La respuesta a esa pregunta es fascinante, y además perpetra un nuevo ataque contra nuestra tendencia a confiar en nosotros mismos. Para decirlo de forma simple, ¡la razón por la que Dios eligió que la fe fuera el instrumento de nuestra salvación y no otra virtud, es que la fe no es una virtud en absoluto!

Meditemos un momento en la naturaleza de la fe. La definición que el diccionario ofrece de la palabra es «completa confianza o seguridad en alguien o algo»,3 pero una manera más simple de definir el concepto usando una sola palabra podría ser «dependencia». Tener fe es, esencialmente, depender de algo que creemos confiable.

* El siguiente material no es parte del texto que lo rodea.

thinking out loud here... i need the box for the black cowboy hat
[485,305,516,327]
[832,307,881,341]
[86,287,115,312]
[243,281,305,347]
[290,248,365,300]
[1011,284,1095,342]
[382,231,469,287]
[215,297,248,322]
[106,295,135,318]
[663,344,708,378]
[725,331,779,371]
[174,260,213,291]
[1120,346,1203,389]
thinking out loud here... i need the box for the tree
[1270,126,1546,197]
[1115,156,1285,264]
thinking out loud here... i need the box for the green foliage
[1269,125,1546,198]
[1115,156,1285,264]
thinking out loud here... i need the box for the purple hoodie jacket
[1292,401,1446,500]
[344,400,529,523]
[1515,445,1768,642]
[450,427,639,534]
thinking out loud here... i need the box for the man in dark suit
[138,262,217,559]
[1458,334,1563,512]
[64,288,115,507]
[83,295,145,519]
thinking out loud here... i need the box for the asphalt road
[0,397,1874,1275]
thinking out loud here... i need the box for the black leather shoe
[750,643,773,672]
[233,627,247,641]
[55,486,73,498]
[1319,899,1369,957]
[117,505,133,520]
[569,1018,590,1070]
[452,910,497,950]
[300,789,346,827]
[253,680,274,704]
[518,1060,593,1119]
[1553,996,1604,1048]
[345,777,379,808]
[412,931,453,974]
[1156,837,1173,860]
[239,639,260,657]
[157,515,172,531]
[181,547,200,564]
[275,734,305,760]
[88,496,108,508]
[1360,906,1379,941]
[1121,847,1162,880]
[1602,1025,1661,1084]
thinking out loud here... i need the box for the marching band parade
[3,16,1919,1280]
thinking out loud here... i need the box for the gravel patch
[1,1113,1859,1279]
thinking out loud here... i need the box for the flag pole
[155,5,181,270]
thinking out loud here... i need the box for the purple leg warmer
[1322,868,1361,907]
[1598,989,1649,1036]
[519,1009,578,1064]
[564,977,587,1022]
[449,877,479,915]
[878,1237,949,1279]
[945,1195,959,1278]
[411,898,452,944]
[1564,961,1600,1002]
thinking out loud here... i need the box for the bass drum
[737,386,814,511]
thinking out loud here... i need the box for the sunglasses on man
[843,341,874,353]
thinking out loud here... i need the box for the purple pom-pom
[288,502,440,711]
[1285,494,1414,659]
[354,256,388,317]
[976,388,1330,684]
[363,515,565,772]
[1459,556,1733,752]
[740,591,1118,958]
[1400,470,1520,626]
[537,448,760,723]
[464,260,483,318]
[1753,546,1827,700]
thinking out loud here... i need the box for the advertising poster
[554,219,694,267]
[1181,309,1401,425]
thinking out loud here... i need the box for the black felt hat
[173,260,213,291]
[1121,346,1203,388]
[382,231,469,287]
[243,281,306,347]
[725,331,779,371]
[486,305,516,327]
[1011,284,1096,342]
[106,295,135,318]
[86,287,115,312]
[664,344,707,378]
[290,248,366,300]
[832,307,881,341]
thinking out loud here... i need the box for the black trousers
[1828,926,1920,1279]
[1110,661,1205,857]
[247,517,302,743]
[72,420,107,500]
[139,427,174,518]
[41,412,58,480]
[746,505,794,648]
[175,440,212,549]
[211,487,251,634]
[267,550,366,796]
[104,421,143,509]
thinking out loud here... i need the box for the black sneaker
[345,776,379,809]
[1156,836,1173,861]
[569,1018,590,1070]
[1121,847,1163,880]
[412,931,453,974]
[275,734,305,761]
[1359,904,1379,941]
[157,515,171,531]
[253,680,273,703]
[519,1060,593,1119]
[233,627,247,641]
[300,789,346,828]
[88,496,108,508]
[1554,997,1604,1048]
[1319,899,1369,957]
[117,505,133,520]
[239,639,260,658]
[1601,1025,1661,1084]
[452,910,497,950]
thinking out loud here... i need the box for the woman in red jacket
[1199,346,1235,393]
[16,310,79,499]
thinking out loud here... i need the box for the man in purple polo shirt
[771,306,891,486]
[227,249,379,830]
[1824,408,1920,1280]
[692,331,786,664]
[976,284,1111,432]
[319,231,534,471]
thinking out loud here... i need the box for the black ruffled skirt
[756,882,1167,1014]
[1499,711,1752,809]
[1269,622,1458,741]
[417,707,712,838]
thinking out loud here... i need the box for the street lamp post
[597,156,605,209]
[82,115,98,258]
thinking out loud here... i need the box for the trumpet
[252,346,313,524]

Ahora, si eso es cierto, luego, por definición, la fe no puede incluir en sí misma ninguna cualidad virtuosa. No puede existir por sí sola; de hecho, solo llega a existir cuando se apoya o descansa en otra cosa. Si la consideramos por sí sola, es fundamentalmente vacía.

Quizás podremos entender mejor este concepto si usamos una metáfora. La fe es como una mano: toma otras cosas si confía en ellas y depende de ellas, ya sean personas, cuentas bancarias, supersticiones o incluso Cristo. Cuando tenemos fe en algo, estamos extendiendo la mano y tomándolo con confianza. Sin embargo, lo que se infiere de esta ilustración es que la fe, al igual que la mano, está vacía hasta que toma otra cosa. La realidad es que no hay nada inherentemente bueno o malo, virtuoso o reprochable en la sola acción de que la mano tome algo; que dicha acción sea buena o mala depende totalmente del objeto que se tome. ¡Si te estás cayendo, es bueno tomar un pasamanos, pero no es bueno tomar una estufa encendida! Bien, de la misma manera, tampoco hay nada bueno ni malo en el solo hecho de confiar; depende por completo en el objeto de nuestra confianza. Entonces, esta es la realidad fundamental: la fe no es buena ni mala hasta que toma otra cosa.